The vegetation will evolve as you continue down to the south.
A particularly rich flora will accompany your steps, from the famous tea of the Aubrac (Calamintha grandiflora) and the dog tooth (Erythronium dens-canis) to the Salzmann pines of Saint-Guilhem-le-Désert. There are many orchids in the spring including some native varieties (Ophrys d’Aymonin). Carlina (Carlina acanthifolia) and angel hair (Stipa pennata) share the space on the causses. Not to forget the superb pulsatilla (Pulsatilla vulgaris var. Costeana) and the adonis of spring (Adonis vernalis).
On the Aigoual the great gentian (Gentiana lutea) and the martagon lily (Lilium martagon), Saint Anthony’s laurel (Epilobium angustifolium), the Eupatorium cannabifolium and the cévennes thale cress (Arabis cebennensis) are native. Further south the boxwood (Buxus sempervirens) tends to enclose the dry meadows, which are sheep or cattle paths. The saskatoon (Amelanchier ovalis) perfumes the spring by opening its white flowers; asphodels (Asphodelus cerasiferus) thrive where other species would not.
The most common trees are : sylvestre pine (Pinus sylvestris), beech (Fagus sylvatica), spruce (Picea abies), cedar (Cedrus atlantica) ; a few species of oaks : evergreen, pubescent, sessile and common oaks. On the heights a few larches (Larix decidua) and hooked pines (Pinus uncinata). Plantations here and there of Austrian black pines (Pinus nigra subsp. Nigra) in high growing forests.

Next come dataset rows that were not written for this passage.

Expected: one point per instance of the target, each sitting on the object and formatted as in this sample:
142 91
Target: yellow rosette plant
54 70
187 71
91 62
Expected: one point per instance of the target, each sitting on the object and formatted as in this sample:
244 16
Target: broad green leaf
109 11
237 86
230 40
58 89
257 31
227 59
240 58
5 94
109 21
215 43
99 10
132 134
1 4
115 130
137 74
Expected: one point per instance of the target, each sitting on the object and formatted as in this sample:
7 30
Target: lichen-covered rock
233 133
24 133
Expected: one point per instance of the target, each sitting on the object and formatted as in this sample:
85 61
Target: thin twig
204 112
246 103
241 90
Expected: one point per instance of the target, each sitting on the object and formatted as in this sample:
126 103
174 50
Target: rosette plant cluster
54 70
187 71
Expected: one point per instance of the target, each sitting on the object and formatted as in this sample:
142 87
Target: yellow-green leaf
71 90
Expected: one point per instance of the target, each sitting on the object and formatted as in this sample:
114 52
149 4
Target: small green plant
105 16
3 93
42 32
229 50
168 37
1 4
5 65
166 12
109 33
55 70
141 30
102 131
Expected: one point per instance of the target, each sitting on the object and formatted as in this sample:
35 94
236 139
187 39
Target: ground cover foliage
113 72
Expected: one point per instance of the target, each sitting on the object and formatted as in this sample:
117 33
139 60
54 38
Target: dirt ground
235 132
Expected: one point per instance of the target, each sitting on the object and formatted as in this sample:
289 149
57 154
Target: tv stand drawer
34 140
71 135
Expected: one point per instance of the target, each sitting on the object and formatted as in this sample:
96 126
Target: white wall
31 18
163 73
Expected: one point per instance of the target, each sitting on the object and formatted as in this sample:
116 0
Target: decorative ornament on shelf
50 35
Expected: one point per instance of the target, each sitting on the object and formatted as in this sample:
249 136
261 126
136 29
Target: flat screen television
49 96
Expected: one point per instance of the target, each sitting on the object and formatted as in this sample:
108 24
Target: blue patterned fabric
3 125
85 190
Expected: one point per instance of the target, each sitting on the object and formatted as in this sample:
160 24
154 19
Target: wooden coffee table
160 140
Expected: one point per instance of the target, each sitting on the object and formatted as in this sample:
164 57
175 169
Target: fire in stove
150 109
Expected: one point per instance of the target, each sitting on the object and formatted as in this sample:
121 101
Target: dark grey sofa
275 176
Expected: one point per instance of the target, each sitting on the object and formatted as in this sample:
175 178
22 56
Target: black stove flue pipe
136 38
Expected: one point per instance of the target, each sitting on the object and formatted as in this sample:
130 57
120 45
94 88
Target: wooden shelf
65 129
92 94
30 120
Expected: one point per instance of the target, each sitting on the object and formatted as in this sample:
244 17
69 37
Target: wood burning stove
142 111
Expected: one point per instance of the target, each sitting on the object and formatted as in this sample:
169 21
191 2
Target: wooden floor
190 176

Not to forget, in this inventory (far from being exhaustive), the chestnut tree, more a Cevenol tree and formerly grown in orchards, now abandoned, which fed whole generations with its fruits.
Basic advice :
Rather take good photos than pick plants. Many species are under departmental or national protection and gathering plants is forbidden in the national park.